Revisiting the outer-weakly convex domination number in graph products
Bijo S. Anand, Ullas Chandran S. V., Jonecis A. Dayap, Leomarich F. Casinillo, Karen Luz P. Yap
TL;DR
This work investigates the outer-weakly convex domination number $\widetilde{ \gamma}_{wcon}(G)$, a convexity-based domination parameter, across three standard graph products: Cartesian, strong, and lexicographic. The authors establish projection-based properties that yield lower and upper bounds for each product, and in several cases prove sharp results or exact values (e.g., $\widetilde{ \gamma}_{wcon}(G \boxtimes H)$ bounds and $\widetilde{ \gamma}_{wcon}(G \circ H)$ inequalities with the $\mathcal{P}_G$ parameter). Key contributions include tight bounds for $G \Box H$ and $G \boxtimes H$, plus a constructive upper bound for $G \circ H$ that tightens when $\mathcal{P}_G=0$. These results enhance understanding of how outer-weak convexity interacts with product operations, guiding future work on restricted graph classes and exact determinations. The findings have implications for convexity-driven domination in network design and analysis where graph products model composite systems.
Abstract
Let $G = (V, E)$ be a simple undirected graph. A set $C \subseteq V(G)$ is weakly convex of graph $G$ if for every two vertices $u,v\in G$, there exists a $u-v$ geodesic whose vertices are in $C$. A set $C \subseteq V$ is an outer-weakly convex dominating set if it is dominating set and every vertex not in $C$ is adjacent to some vertex in $C$ and a set $V(G)\setminus C$ is weakly convex.

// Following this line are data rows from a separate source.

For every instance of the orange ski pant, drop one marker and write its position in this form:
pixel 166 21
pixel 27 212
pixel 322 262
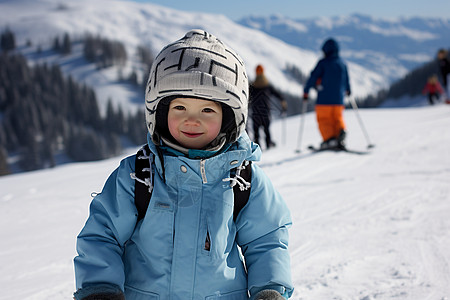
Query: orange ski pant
pixel 330 119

The outer-weakly convex domination number of graph $G$, denoted by $\widetilde{ γ}_{wcon}(G)$, is the minimum cardinality of an outer-weakly convex dominating vertex set of graph $G$. In this paper, we determined the outer-weakly convex domination number of two graphs under the cartesian, strong and lexicographic products, and discuss some important combinatorial findings.